On 16/03/2026 14:26, Leonid Evdokimov wrote:
On Mon, Mar 2, 2026 at 8:51 PM Pádraig Brady <[email protected]> wrote:
The INTEL_JCC_ERRATUM stuff may be more generally applicable,
and more appropriate for a separate patch.
I've isolated the Jcc story into a separate patch and benchmarked it
with various GCC and Clang versions. I've summarized results in the
comment, but I can share raw numbers if those are interesting.
It brings another question. align-loops=32 is a matter of ~33% speedup
for GearHash (2.0 cpb down to 1.33) on Skylake, just like Jcc fix (4.0
cpb down to 2.7).
What's the right thing to do in this case at the present moment?
Should it be reported as an issue to compiler[s]? Should coreutils
have default CFLAGS for specific files and/or CC versions that are
more convoluted than "-g -O2"?
Yes this is tricky.
Ideally we default to -O2 and leave at that.
Newer hardware for example won't have to worry about the JCC issue,
so that might be left as a distro level / user level setting.
Though we don't want to hide significant perf wins
behind undocumented / esoteric flags.
Maybe we have a ./configure --enable-jcc-perf-mitigation option,
given that it is significant to our perf.
align-loops is fairly generic, but also may increase size.
Ideally we could tag the function or line with asm directive or something
to keep this as focused as possible.

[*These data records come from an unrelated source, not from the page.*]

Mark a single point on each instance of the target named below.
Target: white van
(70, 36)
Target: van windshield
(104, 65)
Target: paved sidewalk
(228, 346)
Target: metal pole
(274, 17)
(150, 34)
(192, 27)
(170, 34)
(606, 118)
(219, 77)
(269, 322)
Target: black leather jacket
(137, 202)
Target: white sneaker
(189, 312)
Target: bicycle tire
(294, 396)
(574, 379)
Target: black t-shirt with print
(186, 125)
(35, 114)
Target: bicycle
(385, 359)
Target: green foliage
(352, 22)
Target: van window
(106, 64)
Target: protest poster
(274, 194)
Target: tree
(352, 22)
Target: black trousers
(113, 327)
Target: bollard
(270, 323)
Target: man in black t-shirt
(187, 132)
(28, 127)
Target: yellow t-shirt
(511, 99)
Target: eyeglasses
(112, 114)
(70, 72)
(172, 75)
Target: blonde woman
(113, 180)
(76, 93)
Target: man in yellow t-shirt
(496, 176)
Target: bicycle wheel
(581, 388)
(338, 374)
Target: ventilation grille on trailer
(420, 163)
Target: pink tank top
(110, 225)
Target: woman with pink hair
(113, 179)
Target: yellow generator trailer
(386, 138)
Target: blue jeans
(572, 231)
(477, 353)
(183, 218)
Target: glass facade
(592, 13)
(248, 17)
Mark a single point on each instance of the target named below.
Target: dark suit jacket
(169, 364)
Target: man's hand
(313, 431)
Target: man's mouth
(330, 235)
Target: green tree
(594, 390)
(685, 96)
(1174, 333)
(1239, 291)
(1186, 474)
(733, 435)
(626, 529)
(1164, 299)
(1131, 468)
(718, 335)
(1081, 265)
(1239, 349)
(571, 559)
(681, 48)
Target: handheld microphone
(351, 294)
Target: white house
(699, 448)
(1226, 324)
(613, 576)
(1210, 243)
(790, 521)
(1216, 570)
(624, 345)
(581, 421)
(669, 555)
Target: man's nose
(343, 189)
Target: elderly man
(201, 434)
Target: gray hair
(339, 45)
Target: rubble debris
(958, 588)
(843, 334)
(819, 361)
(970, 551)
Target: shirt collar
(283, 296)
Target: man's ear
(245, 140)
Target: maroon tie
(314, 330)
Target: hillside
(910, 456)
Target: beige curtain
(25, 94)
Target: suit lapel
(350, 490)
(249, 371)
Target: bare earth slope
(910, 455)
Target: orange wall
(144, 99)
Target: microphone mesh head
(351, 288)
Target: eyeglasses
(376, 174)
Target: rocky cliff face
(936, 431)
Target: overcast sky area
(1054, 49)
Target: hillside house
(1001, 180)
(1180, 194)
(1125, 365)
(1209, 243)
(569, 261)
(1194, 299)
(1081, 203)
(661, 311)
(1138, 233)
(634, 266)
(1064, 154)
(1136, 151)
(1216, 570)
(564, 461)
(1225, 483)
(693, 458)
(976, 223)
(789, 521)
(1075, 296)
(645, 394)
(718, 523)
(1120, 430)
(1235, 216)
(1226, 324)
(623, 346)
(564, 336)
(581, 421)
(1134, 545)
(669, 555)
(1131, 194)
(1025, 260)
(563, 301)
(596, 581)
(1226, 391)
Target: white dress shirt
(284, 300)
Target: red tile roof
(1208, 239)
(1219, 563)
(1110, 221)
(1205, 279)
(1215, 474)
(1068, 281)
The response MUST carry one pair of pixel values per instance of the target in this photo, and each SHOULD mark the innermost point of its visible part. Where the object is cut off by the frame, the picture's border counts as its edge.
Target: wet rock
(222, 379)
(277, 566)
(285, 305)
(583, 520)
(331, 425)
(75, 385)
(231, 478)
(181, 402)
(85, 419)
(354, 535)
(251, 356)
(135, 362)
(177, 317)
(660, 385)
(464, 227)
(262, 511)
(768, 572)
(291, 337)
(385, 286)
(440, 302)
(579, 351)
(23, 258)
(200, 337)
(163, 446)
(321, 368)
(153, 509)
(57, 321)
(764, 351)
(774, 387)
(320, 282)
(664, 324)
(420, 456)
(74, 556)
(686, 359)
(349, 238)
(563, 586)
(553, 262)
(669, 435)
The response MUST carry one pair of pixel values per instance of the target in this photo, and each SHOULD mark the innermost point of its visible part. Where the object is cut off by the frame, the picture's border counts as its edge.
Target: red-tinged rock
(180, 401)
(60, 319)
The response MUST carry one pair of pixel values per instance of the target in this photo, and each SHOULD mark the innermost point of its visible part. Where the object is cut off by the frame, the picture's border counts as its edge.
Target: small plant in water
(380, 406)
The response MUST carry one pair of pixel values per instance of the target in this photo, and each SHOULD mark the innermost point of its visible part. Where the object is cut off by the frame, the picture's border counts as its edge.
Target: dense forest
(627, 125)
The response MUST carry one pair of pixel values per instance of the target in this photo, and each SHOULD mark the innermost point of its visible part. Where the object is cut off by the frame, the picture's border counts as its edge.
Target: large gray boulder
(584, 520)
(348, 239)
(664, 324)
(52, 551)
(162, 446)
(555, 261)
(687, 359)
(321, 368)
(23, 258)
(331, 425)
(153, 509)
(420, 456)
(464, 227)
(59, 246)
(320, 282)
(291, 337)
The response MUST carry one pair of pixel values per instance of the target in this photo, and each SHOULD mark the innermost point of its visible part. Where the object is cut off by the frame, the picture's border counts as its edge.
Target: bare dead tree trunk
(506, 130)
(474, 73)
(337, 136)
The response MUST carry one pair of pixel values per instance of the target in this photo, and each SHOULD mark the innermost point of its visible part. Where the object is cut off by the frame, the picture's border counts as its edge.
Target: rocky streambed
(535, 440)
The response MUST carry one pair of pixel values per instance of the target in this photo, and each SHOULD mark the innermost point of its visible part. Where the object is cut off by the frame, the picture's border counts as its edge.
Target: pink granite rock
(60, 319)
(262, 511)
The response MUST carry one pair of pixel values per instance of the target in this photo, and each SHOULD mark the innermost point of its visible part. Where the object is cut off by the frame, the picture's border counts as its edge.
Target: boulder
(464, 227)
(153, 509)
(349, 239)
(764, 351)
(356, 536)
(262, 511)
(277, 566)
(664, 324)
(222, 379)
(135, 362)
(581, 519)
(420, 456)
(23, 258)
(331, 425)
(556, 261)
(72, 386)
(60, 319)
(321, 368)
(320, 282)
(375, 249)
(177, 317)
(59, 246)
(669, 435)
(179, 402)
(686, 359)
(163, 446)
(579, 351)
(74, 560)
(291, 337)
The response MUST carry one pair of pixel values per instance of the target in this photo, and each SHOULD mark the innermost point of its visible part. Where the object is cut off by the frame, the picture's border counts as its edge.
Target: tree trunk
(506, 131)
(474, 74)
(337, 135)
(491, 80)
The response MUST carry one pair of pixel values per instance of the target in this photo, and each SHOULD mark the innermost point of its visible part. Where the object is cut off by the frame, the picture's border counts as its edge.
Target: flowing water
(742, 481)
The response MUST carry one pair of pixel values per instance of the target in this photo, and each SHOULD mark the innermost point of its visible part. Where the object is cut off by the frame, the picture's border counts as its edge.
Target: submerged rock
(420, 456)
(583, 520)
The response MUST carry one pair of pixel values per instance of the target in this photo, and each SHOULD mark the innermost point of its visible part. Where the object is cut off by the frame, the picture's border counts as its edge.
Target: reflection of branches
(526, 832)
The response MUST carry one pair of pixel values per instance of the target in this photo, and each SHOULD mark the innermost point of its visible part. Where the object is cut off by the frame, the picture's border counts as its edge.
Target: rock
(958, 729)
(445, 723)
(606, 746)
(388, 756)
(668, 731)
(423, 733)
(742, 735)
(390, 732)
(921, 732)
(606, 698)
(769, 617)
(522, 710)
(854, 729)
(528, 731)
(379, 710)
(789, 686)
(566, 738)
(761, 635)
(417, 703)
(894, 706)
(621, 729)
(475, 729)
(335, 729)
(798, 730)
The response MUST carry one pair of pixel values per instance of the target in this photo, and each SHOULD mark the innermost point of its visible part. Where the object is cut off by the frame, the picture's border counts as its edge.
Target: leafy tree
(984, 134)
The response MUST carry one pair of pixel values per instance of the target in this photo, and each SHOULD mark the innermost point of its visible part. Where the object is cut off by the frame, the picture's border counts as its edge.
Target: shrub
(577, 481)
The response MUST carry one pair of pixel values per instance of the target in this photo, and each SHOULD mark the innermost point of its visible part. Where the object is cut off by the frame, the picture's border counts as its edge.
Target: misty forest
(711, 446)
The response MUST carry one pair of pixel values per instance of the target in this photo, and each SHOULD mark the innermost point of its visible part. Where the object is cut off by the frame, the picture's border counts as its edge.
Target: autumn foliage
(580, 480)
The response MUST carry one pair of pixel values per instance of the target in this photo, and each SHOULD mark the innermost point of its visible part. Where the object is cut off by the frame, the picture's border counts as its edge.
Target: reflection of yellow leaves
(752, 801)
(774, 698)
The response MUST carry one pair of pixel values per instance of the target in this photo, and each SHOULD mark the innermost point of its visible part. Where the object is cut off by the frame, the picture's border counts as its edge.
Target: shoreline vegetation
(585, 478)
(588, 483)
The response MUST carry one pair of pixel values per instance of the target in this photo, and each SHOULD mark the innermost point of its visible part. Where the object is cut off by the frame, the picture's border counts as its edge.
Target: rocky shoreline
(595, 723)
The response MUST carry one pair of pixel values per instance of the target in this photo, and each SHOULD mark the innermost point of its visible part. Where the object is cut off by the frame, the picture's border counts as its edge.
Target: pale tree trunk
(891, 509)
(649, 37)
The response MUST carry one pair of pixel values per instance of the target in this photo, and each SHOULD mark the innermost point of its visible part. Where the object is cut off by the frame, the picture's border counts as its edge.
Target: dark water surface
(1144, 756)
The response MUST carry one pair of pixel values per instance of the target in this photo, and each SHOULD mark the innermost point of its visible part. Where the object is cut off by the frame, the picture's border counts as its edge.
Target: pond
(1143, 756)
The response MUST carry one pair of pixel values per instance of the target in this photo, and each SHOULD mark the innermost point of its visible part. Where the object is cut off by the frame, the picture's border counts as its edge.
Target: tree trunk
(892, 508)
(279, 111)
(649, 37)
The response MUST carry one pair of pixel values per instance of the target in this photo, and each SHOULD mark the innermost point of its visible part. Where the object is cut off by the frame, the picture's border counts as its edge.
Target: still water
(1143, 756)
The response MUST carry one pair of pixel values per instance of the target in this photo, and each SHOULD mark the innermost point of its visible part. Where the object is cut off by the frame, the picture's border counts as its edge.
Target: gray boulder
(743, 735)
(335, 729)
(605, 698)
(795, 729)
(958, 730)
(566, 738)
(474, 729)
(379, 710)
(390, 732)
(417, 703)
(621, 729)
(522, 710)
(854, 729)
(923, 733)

Some interesting notes here:
https://maskray.me/blog/2025-08-24-understanding-alignment-from-source-to-object-file
It would be worth discussing this with compiler folks though,
as they'd be very interested in significant wins like that
if they could isolate the appropriate places.
Was the issue with errnos in getlimits, too noisy logs?
errnos in getlimits, probably, came from the missing $(git submodule
update) call. I failed to reproduce the issue.
The scan_inference being "uninitialized" is the warning coming from
gcc-11.4. Newer GCC versions, namely 12.x, 13.x, 14.x and 15.x - all
of them* are happy with the code.
*) God save cfarm maintainers!
It would be good to augment the "invalid rolling hash window"
error with a valid range for the selected hash.
I've gone through error messages and made them less horrible.
The patches are attached & force-pushed to the same branch at github.
You will also need to assign copyright for a change of this size.
WIP.
Excellent.
thanks,
Padraig